Но вот Ролан почувствовал, что девушка всей своей тяжестью налегает на его плечо.
— Ей дурно! На воздух! На воздух! — воскликнул они повел ее за собой на крыльцо.
Тут перед глазами сэра Джона предстала новая картина.
Очутившись на свежем воздухе, Амели вздохнула и подняла голову.
В этот миг полная луна во всем своем великолепии выглянула из-за облака и озарила бледное лицо девушки.
У сэра Джона вырвался крик восхищения.
Он видел много статуй, но ни одна из них не могла сравниться с этим живым мраморным изваянием.
Амели являла образ совершенной классической красоты, образ музы Полигимнии.
Длинный батистовый пеньюар облегал ее стройный стан. Она склонила голову на плечо брата. Ее длинные золотистые волосы падали на белоснежные плечи. Она обняла мать, и ее рука, словно выточенная из розоватого алебастра, выделялась на фоне красной шали, которую Амели накинула на себя. Такой сестра Ролана предстала перед глазами сэра Джона.
Услышав восторженный возглас англичанина, Ролан вспомнил наконец о нем, заметила его и г-жа де Монтревель.
При виде незнакомца, стоявшего у самого крыльца, удивленный Эдуард живо направился к нему; он не спустился с крыльца на землю, но остановился на третьей ступеньке, и не потому, что боялся идти дальше, а чтобы быть на одной высоте с пришельцем.
— Кто вы такой, сударь? — заговорил он. — Что вы здесь делаете?
— Милый Эдуард, — отвечал сэр Джон, — я друг вашего брата и подарю вам пистолеты, оправленные в серебро, и дамасскую саблю, которые он вам обещал.
— Где же они? — спросил мальчик.
— Они у меня в Англии, — объяснил сэр Джон. — Придется подождать, пока их пришлют. Но ваш старший брат поручится за меня и заверит вас, что я человек слова.
— Да, Эдуард, да, — сказал Ролан. — Если милорд тебе обещает, ты, непременно их получишь.
Затем он обратился к г-же де Монтревель и к Амели:
— Простите меня матушка, простите меня, сестра, что я не представил вам сэра Джона! Но лучше вы сами извинитесь перед милордом: из-за вас я совершил ужасную бестактность!
Подойдя к сэру Джону, он взял его за руку.
— Матушка, — продолжал Ролан, — в самый день нашей встречи милорд оказал мне огромную услугу. Я знаю, что вы не забываете таких вещей. Да будет вам известно, что сэр Джон, один из лучших моих друзей, докажет свою дружбу: он готов проскучать с нами две или три недели.

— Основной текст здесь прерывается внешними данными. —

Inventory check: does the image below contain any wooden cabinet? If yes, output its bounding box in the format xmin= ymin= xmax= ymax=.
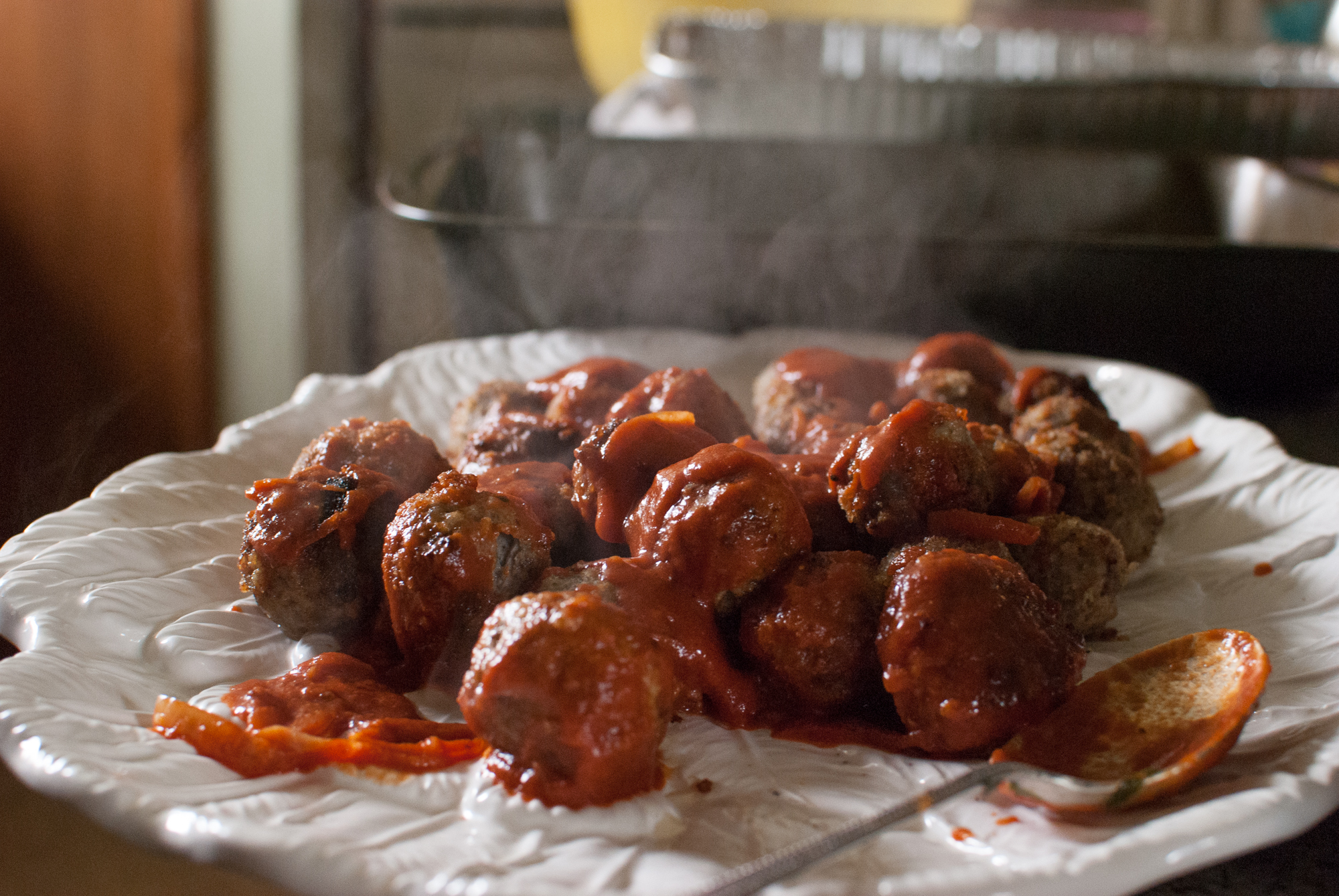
xmin=0 ymin=0 xmax=214 ymax=539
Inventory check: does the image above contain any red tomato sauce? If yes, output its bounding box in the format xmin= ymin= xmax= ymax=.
xmin=153 ymin=652 xmax=487 ymax=778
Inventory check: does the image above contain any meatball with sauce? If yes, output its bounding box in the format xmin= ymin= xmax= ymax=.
xmin=625 ymin=446 xmax=813 ymax=611
xmin=739 ymin=551 xmax=885 ymax=715
xmin=457 ymin=414 xmax=582 ymax=473
xmin=753 ymin=348 xmax=897 ymax=453
xmin=607 ymin=368 xmax=751 ymax=442
xmin=898 ymin=333 xmax=1014 ymax=395
xmin=442 ymin=380 xmax=545 ymax=468
xmin=878 ymin=535 xmax=1014 ymax=586
xmin=572 ymin=411 xmax=718 ymax=543
xmin=540 ymin=555 xmax=762 ymax=727
xmin=525 ymin=357 xmax=651 ymax=440
xmin=1010 ymin=367 xmax=1109 ymax=414
xmin=289 ymin=418 xmax=450 ymax=495
xmin=1012 ymin=513 xmax=1130 ymax=636
xmin=889 ymin=368 xmax=1010 ymax=424
xmin=382 ymin=470 xmax=553 ymax=690
xmin=1026 ymin=424 xmax=1162 ymax=563
xmin=237 ymin=465 xmax=404 ymax=639
xmin=877 ymin=548 xmax=1085 ymax=757
xmin=457 ymin=591 xmax=675 ymax=809
xmin=967 ymin=423 xmax=1065 ymax=516
xmin=1012 ymin=395 xmax=1142 ymax=464
xmin=478 ymin=461 xmax=617 ymax=569
xmin=828 ymin=399 xmax=992 ymax=541
xmin=731 ymin=436 xmax=880 ymax=552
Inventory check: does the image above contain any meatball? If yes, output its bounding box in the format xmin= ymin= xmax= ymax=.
xmin=1012 ymin=513 xmax=1130 ymax=636
xmin=878 ymin=535 xmax=1014 ymax=587
xmin=625 ymin=446 xmax=813 ymax=611
xmin=457 ymin=591 xmax=674 ymax=809
xmin=1010 ymin=368 xmax=1109 ymax=414
xmin=889 ymin=368 xmax=1010 ymax=424
xmin=1027 ymin=425 xmax=1162 ymax=563
xmin=572 ymin=411 xmax=716 ymax=543
xmin=782 ymin=414 xmax=862 ymax=461
xmin=568 ymin=556 xmax=762 ymax=727
xmin=828 ymin=399 xmax=991 ymax=541
xmin=525 ymin=357 xmax=651 ymax=442
xmin=877 ymin=548 xmax=1085 ymax=757
xmin=1012 ymin=395 xmax=1142 ymax=462
xmin=732 ymin=436 xmax=878 ymax=552
xmin=967 ymin=423 xmax=1065 ymax=516
xmin=447 ymin=380 xmax=545 ymax=468
xmin=739 ymin=551 xmax=885 ymax=715
xmin=289 ymin=418 xmax=450 ymax=495
xmin=478 ymin=461 xmax=616 ymax=569
xmin=382 ymin=470 xmax=552 ymax=690
xmin=753 ymin=348 xmax=897 ymax=453
xmin=457 ymin=412 xmax=582 ymax=473
xmin=900 ymin=333 xmax=1014 ymax=395
xmin=605 ymin=368 xmax=750 ymax=442
xmin=237 ymin=464 xmax=404 ymax=639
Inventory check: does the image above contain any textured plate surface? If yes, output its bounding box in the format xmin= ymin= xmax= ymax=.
xmin=0 ymin=331 xmax=1339 ymax=896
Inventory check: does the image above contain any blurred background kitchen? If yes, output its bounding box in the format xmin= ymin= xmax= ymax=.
xmin=7 ymin=0 xmax=1339 ymax=551
xmin=0 ymin=0 xmax=1339 ymax=895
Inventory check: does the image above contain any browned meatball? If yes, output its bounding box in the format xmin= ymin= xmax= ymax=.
xmin=900 ymin=333 xmax=1014 ymax=395
xmin=889 ymin=368 xmax=1008 ymax=424
xmin=739 ymin=551 xmax=885 ymax=715
xmin=562 ymin=555 xmax=762 ymax=727
xmin=1012 ymin=513 xmax=1130 ymax=636
xmin=878 ymin=535 xmax=1014 ymax=587
xmin=289 ymin=418 xmax=450 ymax=495
xmin=478 ymin=461 xmax=617 ymax=569
xmin=1027 ymin=425 xmax=1162 ymax=563
xmin=1012 ymin=395 xmax=1142 ymax=464
xmin=828 ymin=399 xmax=991 ymax=541
xmin=878 ymin=549 xmax=1083 ymax=757
xmin=525 ymin=357 xmax=651 ymax=442
xmin=625 ymin=446 xmax=813 ymax=610
xmin=732 ymin=436 xmax=880 ymax=552
xmin=1010 ymin=368 xmax=1110 ymax=414
xmin=753 ymin=348 xmax=897 ymax=453
xmin=442 ymin=380 xmax=545 ymax=468
xmin=967 ymin=423 xmax=1065 ymax=516
xmin=457 ymin=414 xmax=581 ymax=473
xmin=382 ymin=470 xmax=552 ymax=690
xmin=457 ymin=591 xmax=674 ymax=809
xmin=605 ymin=368 xmax=750 ymax=442
xmin=237 ymin=465 xmax=404 ymax=638
xmin=572 ymin=411 xmax=716 ymax=543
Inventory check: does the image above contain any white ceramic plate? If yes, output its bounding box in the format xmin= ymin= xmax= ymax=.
xmin=0 ymin=331 xmax=1339 ymax=896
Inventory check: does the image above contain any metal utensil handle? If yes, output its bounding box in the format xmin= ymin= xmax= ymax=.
xmin=691 ymin=762 xmax=1028 ymax=896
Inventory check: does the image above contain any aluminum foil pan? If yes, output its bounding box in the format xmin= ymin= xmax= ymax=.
xmin=590 ymin=16 xmax=1339 ymax=158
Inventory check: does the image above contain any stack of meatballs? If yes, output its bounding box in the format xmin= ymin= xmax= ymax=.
xmin=240 ymin=333 xmax=1162 ymax=808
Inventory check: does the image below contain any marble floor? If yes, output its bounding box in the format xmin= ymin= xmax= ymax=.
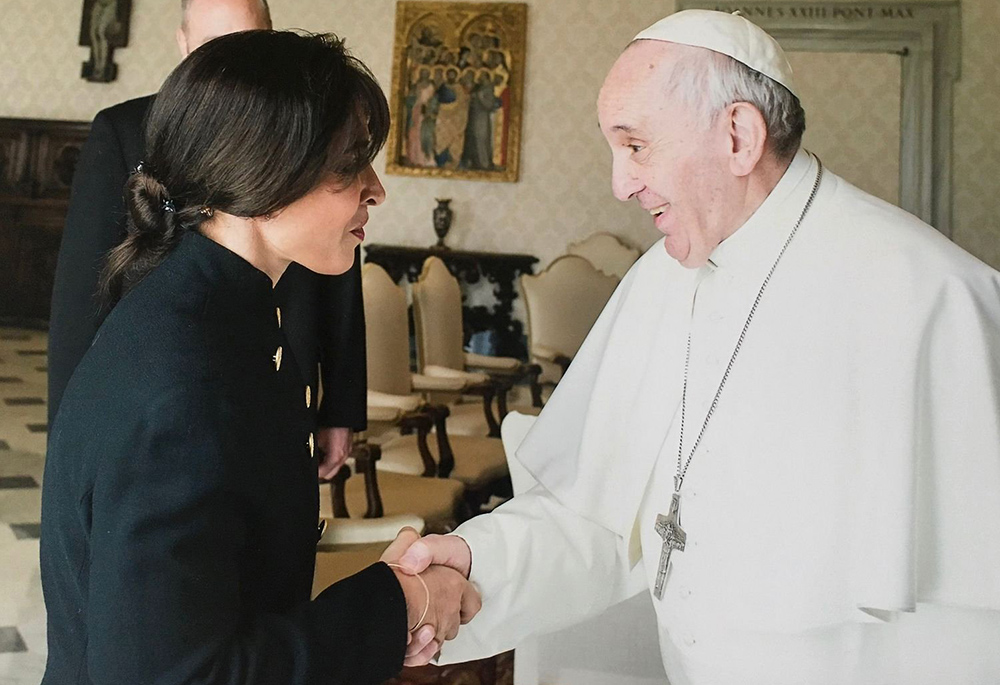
xmin=0 ymin=328 xmax=48 ymax=685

— Сударыня, — возразил сэр Джон, — я не могу согласиться со словами моего друга Ролана. Мне хотелось бы пробыть в кругу вашей семьи не две и не три недели, а всю жизнь.
Госпожа де Монтревель спустилась с крыльца и протянула сэру Джону руку, которую тот поцеловал с чисто французской галантностью.

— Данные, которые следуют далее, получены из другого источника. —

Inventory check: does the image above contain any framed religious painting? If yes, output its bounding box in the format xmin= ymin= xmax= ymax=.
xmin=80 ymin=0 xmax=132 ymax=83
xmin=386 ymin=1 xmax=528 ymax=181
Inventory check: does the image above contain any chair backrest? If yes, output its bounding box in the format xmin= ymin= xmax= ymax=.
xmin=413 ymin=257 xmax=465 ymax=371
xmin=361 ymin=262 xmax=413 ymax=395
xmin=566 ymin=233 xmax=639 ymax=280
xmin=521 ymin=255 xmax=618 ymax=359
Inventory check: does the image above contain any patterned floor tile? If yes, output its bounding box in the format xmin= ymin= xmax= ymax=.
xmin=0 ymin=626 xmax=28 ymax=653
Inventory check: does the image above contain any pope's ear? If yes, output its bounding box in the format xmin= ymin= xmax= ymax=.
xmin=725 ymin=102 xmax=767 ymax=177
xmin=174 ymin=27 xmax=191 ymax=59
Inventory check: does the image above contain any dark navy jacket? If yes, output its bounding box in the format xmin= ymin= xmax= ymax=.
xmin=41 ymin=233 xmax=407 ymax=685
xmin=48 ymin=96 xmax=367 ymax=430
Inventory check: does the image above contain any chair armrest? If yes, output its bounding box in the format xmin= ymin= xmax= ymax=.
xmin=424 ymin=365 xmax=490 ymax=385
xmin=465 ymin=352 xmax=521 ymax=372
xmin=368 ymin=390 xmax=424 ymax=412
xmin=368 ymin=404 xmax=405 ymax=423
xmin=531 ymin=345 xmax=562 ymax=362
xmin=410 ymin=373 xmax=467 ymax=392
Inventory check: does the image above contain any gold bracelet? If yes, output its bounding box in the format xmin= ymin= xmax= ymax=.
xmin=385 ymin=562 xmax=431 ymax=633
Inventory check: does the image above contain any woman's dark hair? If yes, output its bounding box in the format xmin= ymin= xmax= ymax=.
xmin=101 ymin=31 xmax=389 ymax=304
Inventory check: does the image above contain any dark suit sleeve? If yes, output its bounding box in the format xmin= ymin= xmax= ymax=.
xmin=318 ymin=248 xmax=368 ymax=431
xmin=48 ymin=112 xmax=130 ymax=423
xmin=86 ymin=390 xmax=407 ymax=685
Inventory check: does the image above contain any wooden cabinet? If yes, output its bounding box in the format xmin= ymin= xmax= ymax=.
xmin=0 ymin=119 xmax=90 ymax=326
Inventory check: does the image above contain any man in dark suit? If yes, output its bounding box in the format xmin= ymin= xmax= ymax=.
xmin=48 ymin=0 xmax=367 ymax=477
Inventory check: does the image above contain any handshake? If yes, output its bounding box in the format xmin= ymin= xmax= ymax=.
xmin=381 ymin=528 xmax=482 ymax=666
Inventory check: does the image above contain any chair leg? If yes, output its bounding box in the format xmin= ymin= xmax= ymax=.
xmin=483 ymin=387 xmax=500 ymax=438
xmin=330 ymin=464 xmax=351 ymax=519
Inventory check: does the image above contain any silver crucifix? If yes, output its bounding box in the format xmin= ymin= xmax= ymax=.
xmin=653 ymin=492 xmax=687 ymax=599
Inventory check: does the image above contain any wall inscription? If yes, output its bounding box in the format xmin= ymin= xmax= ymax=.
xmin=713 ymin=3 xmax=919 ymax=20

— Милорд, — заговорила она, — считайте, что вы здесь у себя дома. День вашего приезда навсегда останется для нас днем радости, а день, когда вы покинете нас, будет днем печали.
Сэр Джон повернулся к Амели. Девушка была сконфужена тем, что посторонний человек видит ее неодетой, и поправляла складки пеньюара.
— Я говорю с вами также от имени моей дочери, — продолжала г-жа де Монтревель, приходя на выручку Амели, — она слишком взволнована неожиданным приездом брата и сейчас не в силах вас приветствовать; она сделает это через минуту.
— Моя сестра, — вмешался Ролан, — позволит моему другу сэру Джону поцеловать ей руку. Сейчас она протянет руку милорду, и это будет своего рода приветствием.